Organisches Nestbaumaterial stand den Tieren der Versuchsgruppe ab dem 112. Trächtigkeitstag bis zur Geburt uneingeschränkt zur Verfügung. Dazu war in jeder Abferkelbucht eine Raufe angebracht. Morgens wurden 120 g Stroh/Sau gegeben. Sofern die Raufen am späten Nachmittag weniger als zu einem Drittel gefüllt waren, wurden weitere 120 g Material nachgefüllt. Die Sauen der Kontrollgruppe erhielten einen Jutesack pro Tier, um Nestbauverhalten ausüben zu können.
Für die Bestimmung der täglichen Verbrauchsmengen an Nestbaumaterial wurden die Reste in den Raufen jeden Morgen gewogen. Neben einer Erfassung der Produktionsdaten und Videoaufzeichnungen erfolgte täglich bis zum dritten Tag nach der Geburt eine Aufzeichnung der Erdrückungsverluste. Zusätzlich wurden die Gesamt-Erdrückungsverluste am Ende der 28-tägigen Säugeperiode aus den Sauenkarten entnommen. Für die Untersuchung wurden Daten von Sauen bis zum 6. Wurf ausgewertet, die zwischen dem 114. und 118. Trächtigkeitstag abgeferkelt haben. Insgesamt waren das 138 Abferkelungen (Stroh: n = 67, Jutesack: n = 71).
Die Ergebnisse
Die Erdrückungsverluste in den ersten drei Tagen waren nur halb so hoch. Die durchschnittliche Anzahl lebend und tot geborener Ferkel war in den beiden Gruppen vergleichbar (Kontrolle: 15,7/0,9 Ferkel pro Wurf, Stroh: 15,1/0,9 Ferkel pro Wurf). Im Hinblick auf die Erdrückungsverluste konnten deutliche Unterschiede zwischen den Versuchsgruppen festgestellt werden.

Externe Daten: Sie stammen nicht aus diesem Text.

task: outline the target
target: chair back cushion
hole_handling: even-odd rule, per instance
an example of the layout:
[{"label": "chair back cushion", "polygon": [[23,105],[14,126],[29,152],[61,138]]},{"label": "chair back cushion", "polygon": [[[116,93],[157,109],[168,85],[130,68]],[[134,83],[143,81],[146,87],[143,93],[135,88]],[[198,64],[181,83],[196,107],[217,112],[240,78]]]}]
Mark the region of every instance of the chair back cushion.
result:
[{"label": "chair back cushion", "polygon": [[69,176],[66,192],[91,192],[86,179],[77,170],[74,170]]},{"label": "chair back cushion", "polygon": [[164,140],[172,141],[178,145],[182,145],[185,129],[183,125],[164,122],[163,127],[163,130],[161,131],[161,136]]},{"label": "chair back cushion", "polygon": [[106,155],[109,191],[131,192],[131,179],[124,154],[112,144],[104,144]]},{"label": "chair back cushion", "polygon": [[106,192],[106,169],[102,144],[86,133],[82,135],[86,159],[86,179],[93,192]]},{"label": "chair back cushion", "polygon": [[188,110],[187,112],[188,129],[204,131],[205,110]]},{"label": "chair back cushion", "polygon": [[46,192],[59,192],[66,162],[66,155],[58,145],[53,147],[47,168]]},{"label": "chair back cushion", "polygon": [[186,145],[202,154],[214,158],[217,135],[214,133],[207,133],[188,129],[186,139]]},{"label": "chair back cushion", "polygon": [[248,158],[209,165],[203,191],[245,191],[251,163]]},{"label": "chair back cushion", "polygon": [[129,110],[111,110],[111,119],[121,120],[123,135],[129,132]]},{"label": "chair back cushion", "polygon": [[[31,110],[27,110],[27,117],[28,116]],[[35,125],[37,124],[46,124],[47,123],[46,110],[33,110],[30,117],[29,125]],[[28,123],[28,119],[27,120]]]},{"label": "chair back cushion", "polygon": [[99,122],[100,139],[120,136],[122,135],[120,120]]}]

Während innerhalb der ersten drei Tage nach der Geburt in der Kontrollgruppe im Durchschnitt 6,2 % der lebend geborenen Ferkel pro Sau erdrückt wurden, waren es in der Strohgruppe 3,3 % (Grafik). Auch bei den gesamten Erdrückungsverlusten am Ende der Säugeperiode lag die Strohgruppe (5,9 %) etwa 1,5 Prozentpunkte unter den Erdrückungsverlusten in der Kontrollgruppe (7,4 %). Außerdem traten in der Kontrollgruppe gut 83 % der Erdrückungsverluste innerhalb der ersten drei Tage nach der Geburt auf. In der Strohgruppe gab es in diesem Zeitraum nur etwa 59 % der Erdrückungen. In beiden Versuchsgruppen lag der Anteil dieser Verluste an den Gesamtverlusten in etwa bei 50 %.
Die Ergebnisse lassen darauf schließen, dass die Vorlage von organischem Nestbaumaterial in Form von Stroh einen deutlich positiven Effekt auf das Auftreten von Erdrückungsverlusten hat. Besonders auffallend sind die niedrigen Verluste innerhalb der ersten Tage nach der Geburt in der Strohgruppe.